Eventually she selected and organized her poems and agreed to have them published, with the help and encouragement of her husband, Roger Langen. He is the publisher of the book.
“The poems were first written for the poet alone,” writes Langen in the book’s foreword. “As published here, they are, secondarily, a message to his mother and father (since deceased) and a testament to his children: a daughter lost early and two sons who themselves undertook difficult journeys. It is hoped that this same message will also be useful to foreigners.
Through her poetry, Eley allows readers to journey with her through her personal trauma and mental illness to a place of self-healing. She often uses beautiful and evocative imagery to evoke the pain and confusion of memories and mental turmoil.
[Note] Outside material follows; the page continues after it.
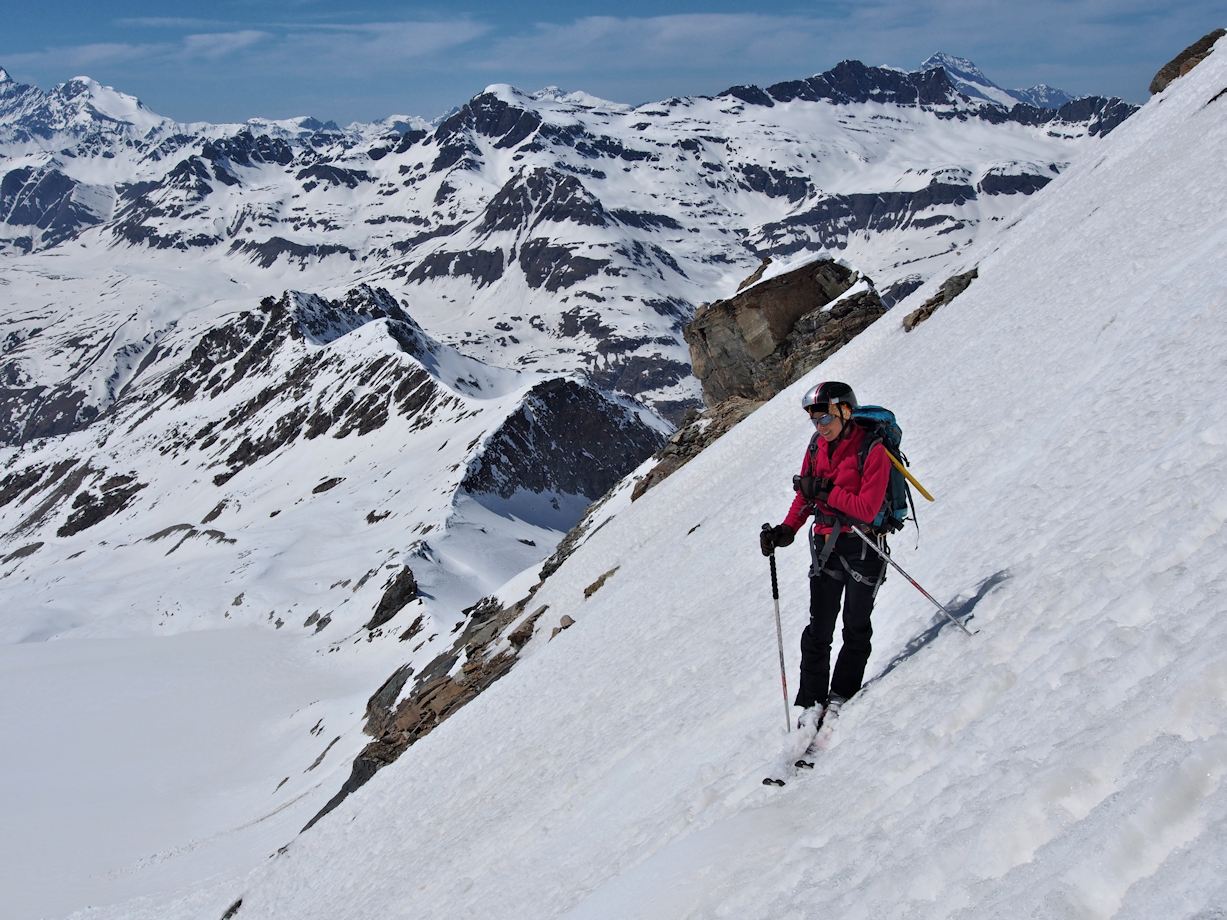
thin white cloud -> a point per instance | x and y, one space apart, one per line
76 58
212 46
171 22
In the middle of her poem “Loss of memory”, she writes:
like the crust
of the earth
Eley continues to write poetry from her home in Dartmouth.
A taste of nature
Formac Publishing has released a new edition of the classic cookbook, A Taste of the Wild: Recipes for 40 common foraged plants from across Canada – drinks, desserts, entrees and more. Written by Blanche Pownall Garrett, the cookbook was first published in 1975. The new edition includes over 160 updated recipes that use 40 common, wild, and edible plants, such as blackberries and raspberries. Organized by season, each section of the book provides information on where to find the plant as well as color photos to help identify them.
Laurie Dalton, Director and Curator of the Acadia University Art Gallery, has published Painted worlds: The Art of Maud Lewis, A Critical Perspective (Nimbus Publishing).
“Another Maud Lewis book? Is there more to say, or is it yet another voice reclaiming its history and legacy? Dalton writes in the foreword to the book.
Dalton has more to say. She offers a critical art history of the works of Nova Scotia’s iconic artist and invites readers to deepen their understanding of her as an artist and not see her as an untrained, untrained artist. skilled and working in total isolation.
“Really examining the paintings of Maud Lewis takes time; to see one is not to have seen them all. This book argues that paintings should be viewed within the cultural context of the 20th century: from the advertising culture that would find its way into his work, to the creation of myths surrounding the artist driven by popular institutions and media, to the language of visual culture. and art history. What this book invites the reader to do is rethink and re-examine the paintings of Maud Lewis,” writes Dalton.
Alexander MacLeod will launch his short story collection, Animal Person (McClelland & Stewart) on April 6 at 7 p.m. at the Halifax Central Library. MacLeod will read from his stories and discuss his writings with Francesca Ekwuyasi, author of Butter Honey Pig Bread.
“The eight Animal Person stories shed light on what it means to exist in the perilous space between desire and action, and to have faith in what you hold to be true buckle up and give in,” according to Penguin Random House Canada.